Merajut Kembali Pendidikan Dalam Menanggulangi Siswa Putus Sekolah di Negeri Serumpun Sebalai


Penulis: Nadila, Mahasiswa Sosiologi, Fisip, UBB

Pangkalpinang, swakarya.Com. Pendidikan merupakan nyawa kehidupan anak bangsa serta kebutuhan dasar masyarakat sebagai sarana untuk tumbuh dan berkembang dalam masyarakat. Pendidikan adalah proses pembentukan manusia seutuhnya.

Pendidikan merupakan salah satu faktor penuntun masyarakat menuju taraf hidup yang lebih baik. Puncak peradaban manusia dimulai dari pendidikan. Perubahan sosial dapat dicapai melalui pendidikan hingga menjadi masyarakat modern.

Namun, banyak orang tidak bisa mengenyam pendidikan. Statistik Pendidikan 2019 menampilkan informasi tentang potret pendidikan Indonesia. Angka putus sekolah di Indonesia pada tahun 2019 adalah 4 dari 1000 siswa sekolah dasar. Namun, hal ini semakin signifikan di tingkat sekolah menengah, di mana 18 dari 1000 siswa sekolah menengah putus sekolah.

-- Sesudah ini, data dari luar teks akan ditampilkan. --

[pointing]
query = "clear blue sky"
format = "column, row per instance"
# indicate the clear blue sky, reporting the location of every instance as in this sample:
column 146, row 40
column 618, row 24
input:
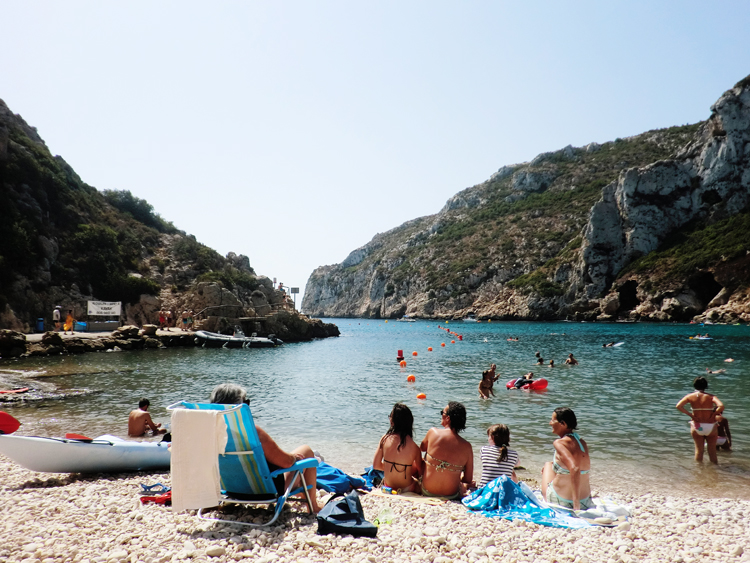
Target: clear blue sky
column 294, row 131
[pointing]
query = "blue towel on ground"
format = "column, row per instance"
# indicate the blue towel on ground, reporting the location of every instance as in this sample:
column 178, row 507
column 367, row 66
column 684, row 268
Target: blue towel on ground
column 334, row 480
column 502, row 498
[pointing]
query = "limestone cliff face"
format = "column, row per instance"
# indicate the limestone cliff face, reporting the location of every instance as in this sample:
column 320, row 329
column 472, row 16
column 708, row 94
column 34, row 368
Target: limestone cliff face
column 558, row 236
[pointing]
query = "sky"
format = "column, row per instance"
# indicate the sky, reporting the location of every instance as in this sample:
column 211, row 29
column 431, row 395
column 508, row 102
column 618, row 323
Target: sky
column 294, row 131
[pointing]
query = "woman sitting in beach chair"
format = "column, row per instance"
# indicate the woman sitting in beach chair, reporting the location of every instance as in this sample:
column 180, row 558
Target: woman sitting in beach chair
column 230, row 394
column 449, row 459
column 398, row 456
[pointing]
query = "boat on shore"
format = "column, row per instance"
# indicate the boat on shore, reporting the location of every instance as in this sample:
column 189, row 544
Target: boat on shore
column 105, row 454
column 236, row 340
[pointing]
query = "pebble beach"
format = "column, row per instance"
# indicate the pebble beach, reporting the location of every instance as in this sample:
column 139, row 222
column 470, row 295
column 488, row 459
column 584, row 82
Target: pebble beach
column 50, row 518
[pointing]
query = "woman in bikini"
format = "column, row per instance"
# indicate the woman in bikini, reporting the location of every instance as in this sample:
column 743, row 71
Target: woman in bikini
column 449, row 459
column 565, row 479
column 703, row 427
column 398, row 456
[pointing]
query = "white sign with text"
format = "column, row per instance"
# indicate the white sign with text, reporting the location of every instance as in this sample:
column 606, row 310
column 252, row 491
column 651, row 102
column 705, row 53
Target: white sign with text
column 105, row 308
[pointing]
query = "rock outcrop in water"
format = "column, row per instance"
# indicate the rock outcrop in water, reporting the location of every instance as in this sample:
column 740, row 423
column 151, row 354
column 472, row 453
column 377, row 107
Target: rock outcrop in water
column 650, row 227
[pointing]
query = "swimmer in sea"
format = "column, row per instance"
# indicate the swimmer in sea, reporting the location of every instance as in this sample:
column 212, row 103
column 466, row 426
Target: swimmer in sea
column 724, row 440
column 139, row 421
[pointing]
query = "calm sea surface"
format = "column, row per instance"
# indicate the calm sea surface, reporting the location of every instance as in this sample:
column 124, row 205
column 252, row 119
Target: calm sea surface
column 335, row 394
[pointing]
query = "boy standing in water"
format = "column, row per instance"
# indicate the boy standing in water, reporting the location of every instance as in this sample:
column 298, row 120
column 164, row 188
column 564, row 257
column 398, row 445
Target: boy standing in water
column 140, row 420
column 488, row 382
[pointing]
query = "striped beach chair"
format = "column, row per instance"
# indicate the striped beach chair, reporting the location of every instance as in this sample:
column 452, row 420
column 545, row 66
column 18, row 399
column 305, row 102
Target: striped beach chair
column 244, row 472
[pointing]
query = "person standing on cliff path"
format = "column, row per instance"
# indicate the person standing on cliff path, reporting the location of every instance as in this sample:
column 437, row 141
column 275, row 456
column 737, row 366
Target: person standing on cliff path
column 56, row 318
column 69, row 323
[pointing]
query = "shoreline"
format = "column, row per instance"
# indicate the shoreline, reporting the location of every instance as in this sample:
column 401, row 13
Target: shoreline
column 96, row 519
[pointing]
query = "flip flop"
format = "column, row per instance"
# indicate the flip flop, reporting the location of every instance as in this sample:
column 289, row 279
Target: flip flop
column 165, row 499
column 157, row 488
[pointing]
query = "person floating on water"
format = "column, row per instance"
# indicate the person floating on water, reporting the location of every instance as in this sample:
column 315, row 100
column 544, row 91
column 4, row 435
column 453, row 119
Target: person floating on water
column 398, row 456
column 703, row 422
column 523, row 380
column 497, row 458
column 488, row 382
column 139, row 421
column 449, row 459
column 565, row 479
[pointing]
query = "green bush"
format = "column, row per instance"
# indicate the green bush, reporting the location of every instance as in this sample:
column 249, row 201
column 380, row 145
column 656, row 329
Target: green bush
column 139, row 209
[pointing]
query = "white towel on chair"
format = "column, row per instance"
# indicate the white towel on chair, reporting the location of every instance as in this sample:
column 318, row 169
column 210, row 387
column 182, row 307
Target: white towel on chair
column 198, row 437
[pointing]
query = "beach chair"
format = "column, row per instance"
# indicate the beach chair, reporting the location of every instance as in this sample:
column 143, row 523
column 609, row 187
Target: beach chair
column 244, row 473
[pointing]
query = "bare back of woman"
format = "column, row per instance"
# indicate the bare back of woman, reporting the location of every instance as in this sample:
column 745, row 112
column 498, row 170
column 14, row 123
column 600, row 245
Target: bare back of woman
column 399, row 464
column 703, row 426
column 449, row 459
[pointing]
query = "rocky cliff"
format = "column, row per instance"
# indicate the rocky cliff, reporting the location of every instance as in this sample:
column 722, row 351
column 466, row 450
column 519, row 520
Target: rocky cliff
column 647, row 227
column 62, row 242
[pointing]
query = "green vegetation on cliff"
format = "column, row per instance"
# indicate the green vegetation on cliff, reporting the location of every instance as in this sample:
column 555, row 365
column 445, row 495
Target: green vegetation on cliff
column 56, row 232
column 697, row 246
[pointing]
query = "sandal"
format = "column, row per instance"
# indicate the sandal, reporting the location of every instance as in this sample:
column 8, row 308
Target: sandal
column 165, row 499
column 157, row 488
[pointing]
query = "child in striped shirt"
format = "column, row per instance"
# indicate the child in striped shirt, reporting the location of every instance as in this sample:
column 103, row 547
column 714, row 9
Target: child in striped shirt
column 497, row 458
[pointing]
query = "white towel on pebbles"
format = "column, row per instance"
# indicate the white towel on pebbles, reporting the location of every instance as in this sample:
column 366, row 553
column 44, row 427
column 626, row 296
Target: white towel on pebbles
column 198, row 438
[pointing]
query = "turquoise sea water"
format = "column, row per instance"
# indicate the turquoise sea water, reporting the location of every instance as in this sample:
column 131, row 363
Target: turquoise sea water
column 335, row 394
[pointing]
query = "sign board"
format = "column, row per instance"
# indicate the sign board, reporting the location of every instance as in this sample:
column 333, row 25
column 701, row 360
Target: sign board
column 105, row 308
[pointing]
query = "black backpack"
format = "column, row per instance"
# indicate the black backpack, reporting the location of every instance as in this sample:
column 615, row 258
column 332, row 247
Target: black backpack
column 343, row 514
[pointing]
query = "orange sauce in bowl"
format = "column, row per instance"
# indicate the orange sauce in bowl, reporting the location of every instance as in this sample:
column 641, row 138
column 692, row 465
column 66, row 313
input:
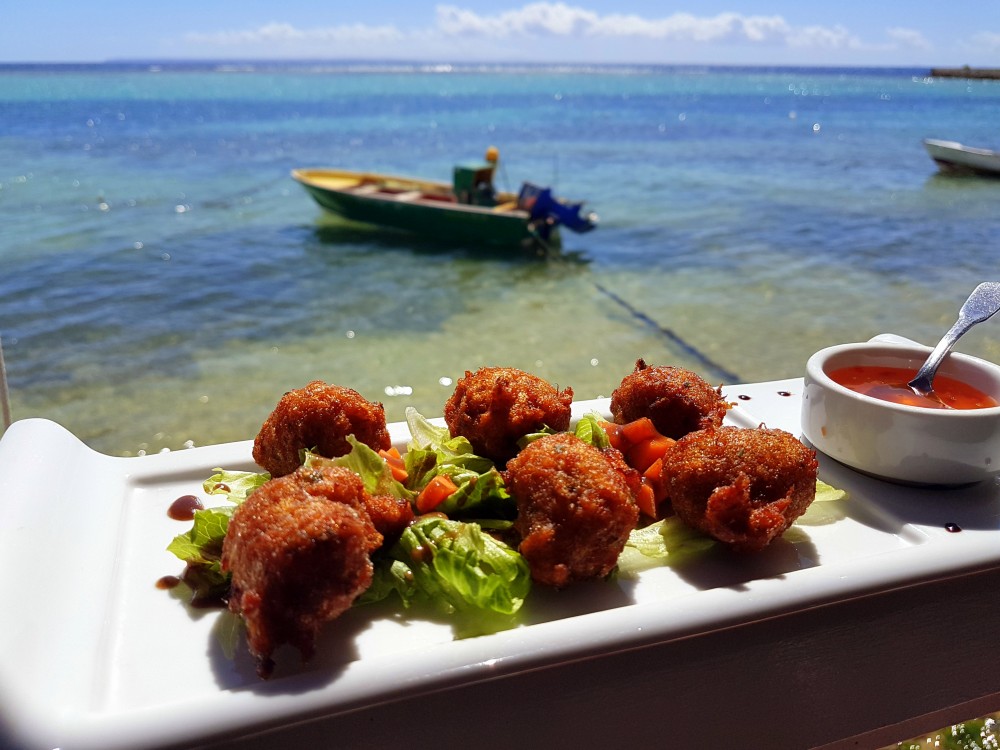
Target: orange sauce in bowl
column 890, row 384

Angka putus sekolah untuk siswa laki-laki lebih tinggi daripada siswa perempuan. Angka putus sekolah di perdesaan juga lebih tinggi dibanding di perkotaan. Pemerintah telah memulai program wajib belajar 12 tahun untuk mengatasi putus sekolah (Badan Pusat Statistik, 2019).

Menurut data Tim Nasional Percepatan Penanggulangan Kemiskinan (TNP2K), sebanyak 1.228.792 siswa putus sekolah usia 7-12 tahun, dan sebanyak 936.674 siswa putus sekolah usia 13-15 tahun. Sedangkan anak usia 16-18 tahun putus sekolah sebanyak 2.420.866 orang.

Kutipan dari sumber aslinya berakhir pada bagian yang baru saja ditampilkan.